GIORNO 41, POTOSI, BOLIVIA
Ci ho messo tre giorni per capire che mi fanno male le braccia per colpa dei mosquitos. Tra la selva di Macchu Picchu e quella di Sorata ho rimediato un centinaio di punture. E poi mi sono preso la contrattura insolita, che non avevo dalla mia gioventu' da quattrocento ostacolista, e se cammino tanto mi fa male una gamba. Nell'autobus questa notte faceva un freddo incredibile, e mi sono salvato dall'assideramento solo con un ingegnoso utilizzo della mia giacca a vento.
Ma, sia chiaro, va bene cosi'. E' nel conto del viaggio, e' esperienza, per cosi' dire. E poi sono nella citta' dei minatori, gente che lavora senza aria sotto terra, quasi al buio, tra la polvere e la fatica. Decisamente non mi sento in diritto di lamentarmi.
E per iniziare bene il rapporto con l'allegra cittadina questa mattina hanno tentato di truffarmi. Un uomo mi ha fermato e abbiamo iniziato a parlare del piu' e del meno. Dopo pochi minuti e' arrivato un secondo figuro, mostrando un distintivo della polizia, e dicendo che c'era un mandato di cattura per due turisti per commercio illegale di droga e valuta. Dobbiamo seguirlo alla centrale per verificare i nostri documenti.

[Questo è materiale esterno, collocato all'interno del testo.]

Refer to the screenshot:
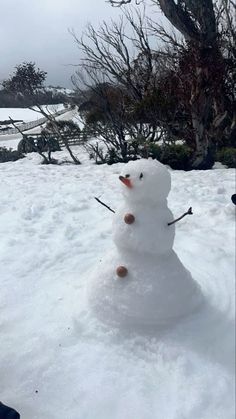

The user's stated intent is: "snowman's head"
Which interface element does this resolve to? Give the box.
[119,159,171,202]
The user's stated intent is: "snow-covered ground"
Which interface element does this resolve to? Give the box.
[0,105,80,150]
[0,104,64,122]
[0,148,235,419]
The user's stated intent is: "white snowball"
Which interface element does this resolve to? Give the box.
[88,251,203,327]
[121,159,171,205]
[88,159,203,328]
[112,204,175,257]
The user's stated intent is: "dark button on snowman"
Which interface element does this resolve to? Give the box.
[88,159,203,327]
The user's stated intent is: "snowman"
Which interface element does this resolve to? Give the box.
[88,159,203,327]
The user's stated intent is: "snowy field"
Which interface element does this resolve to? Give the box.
[0,104,63,122]
[0,148,235,419]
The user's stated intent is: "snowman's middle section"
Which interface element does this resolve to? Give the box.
[113,200,175,256]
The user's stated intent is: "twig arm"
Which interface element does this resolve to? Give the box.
[94,196,115,214]
[168,207,193,226]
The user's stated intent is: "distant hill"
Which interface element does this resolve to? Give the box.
[0,86,73,108]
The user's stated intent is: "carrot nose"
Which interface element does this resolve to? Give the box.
[119,176,133,188]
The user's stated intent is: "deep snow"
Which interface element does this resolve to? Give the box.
[0,148,235,419]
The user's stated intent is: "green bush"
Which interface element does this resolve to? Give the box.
[160,144,192,170]
[216,147,236,168]
[142,143,192,170]
[0,147,25,163]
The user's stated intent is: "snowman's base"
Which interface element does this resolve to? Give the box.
[88,250,203,328]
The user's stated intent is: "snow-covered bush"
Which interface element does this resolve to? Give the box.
[217,147,236,168]
[0,147,25,163]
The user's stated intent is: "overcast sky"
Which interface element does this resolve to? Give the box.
[0,0,125,87]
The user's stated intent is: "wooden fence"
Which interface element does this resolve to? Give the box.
[1,109,69,135]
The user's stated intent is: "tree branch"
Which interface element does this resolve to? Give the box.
[168,207,193,226]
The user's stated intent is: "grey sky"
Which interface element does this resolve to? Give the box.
[0,0,121,87]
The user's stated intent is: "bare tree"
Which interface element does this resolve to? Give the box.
[106,0,236,168]
[73,11,165,161]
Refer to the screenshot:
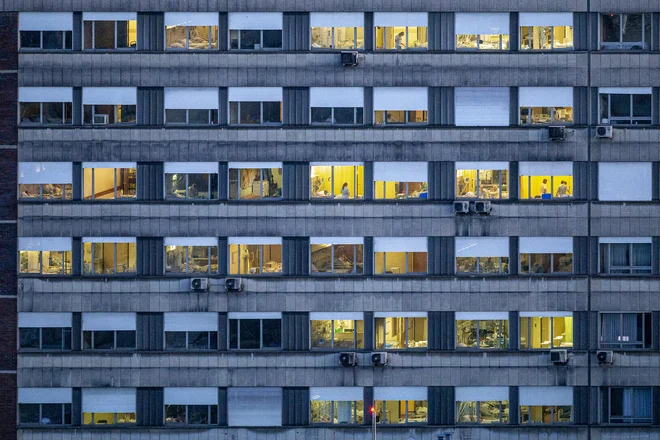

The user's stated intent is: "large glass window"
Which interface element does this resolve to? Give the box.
[600,13,651,50]
[310,163,364,199]
[520,312,573,350]
[375,315,428,350]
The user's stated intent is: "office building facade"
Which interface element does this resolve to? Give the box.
[0,0,660,440]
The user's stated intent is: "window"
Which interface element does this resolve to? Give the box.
[165,87,219,125]
[18,388,73,425]
[229,12,283,50]
[83,12,137,50]
[164,387,218,425]
[309,87,364,125]
[598,313,653,350]
[165,12,219,50]
[600,13,651,50]
[229,87,282,125]
[603,387,653,424]
[18,237,71,275]
[310,12,364,50]
[82,313,136,350]
[520,312,573,350]
[164,162,218,200]
[310,237,364,275]
[309,162,364,200]
[18,12,73,50]
[598,237,653,275]
[227,388,282,426]
[229,312,282,350]
[374,87,428,125]
[598,87,653,125]
[374,237,428,275]
[309,312,364,350]
[519,387,573,425]
[229,237,282,275]
[519,162,573,200]
[456,162,509,200]
[82,162,137,200]
[18,312,71,350]
[83,87,137,125]
[82,388,136,426]
[229,162,283,200]
[164,237,218,274]
[455,387,509,424]
[18,162,73,201]
[519,12,573,50]
[374,387,429,424]
[18,87,73,126]
[456,312,509,350]
[518,87,573,125]
[309,387,364,425]
[375,312,429,350]
[374,12,429,50]
[454,87,511,127]
[598,162,654,202]
[374,162,429,200]
[454,237,509,275]
[82,237,136,275]
[519,237,573,275]
[456,12,509,50]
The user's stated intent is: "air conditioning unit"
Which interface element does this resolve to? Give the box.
[548,126,566,141]
[339,353,357,367]
[341,50,358,66]
[596,125,614,139]
[550,349,568,364]
[190,278,209,292]
[92,115,110,125]
[474,200,493,215]
[454,200,470,214]
[225,278,243,292]
[371,351,387,367]
[596,351,614,364]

Sopraggiunge un taxi. 'Alla divisione narcotici!', esclama il finto poliziotto. Io, che gia' mi sento protagonista di una puntata di Ris, sorrido e sdrammatizzo. 'Non ridere che la cosa e' seria!', ribadisce lo sceriffo. Da dove vieni, sei stato in Peru', allora sei pieno di droga, fammi vedere lo zaino, la carta di immigrazione, il passaporto, quanti soldi hai, forse sono falsi, tirali fuori, e i dollari non ce li hai, la carta di credito... non ce l'ho. Puoi andare, e' tutto in regola, tratteniamo sono l'altro uomo.
E il taxi sparisce tra i vicoli malfamati di periferia. A quanto pare a volte basta non avere una carta di credito con traffico illimitato per dimostrare la propria innocenza.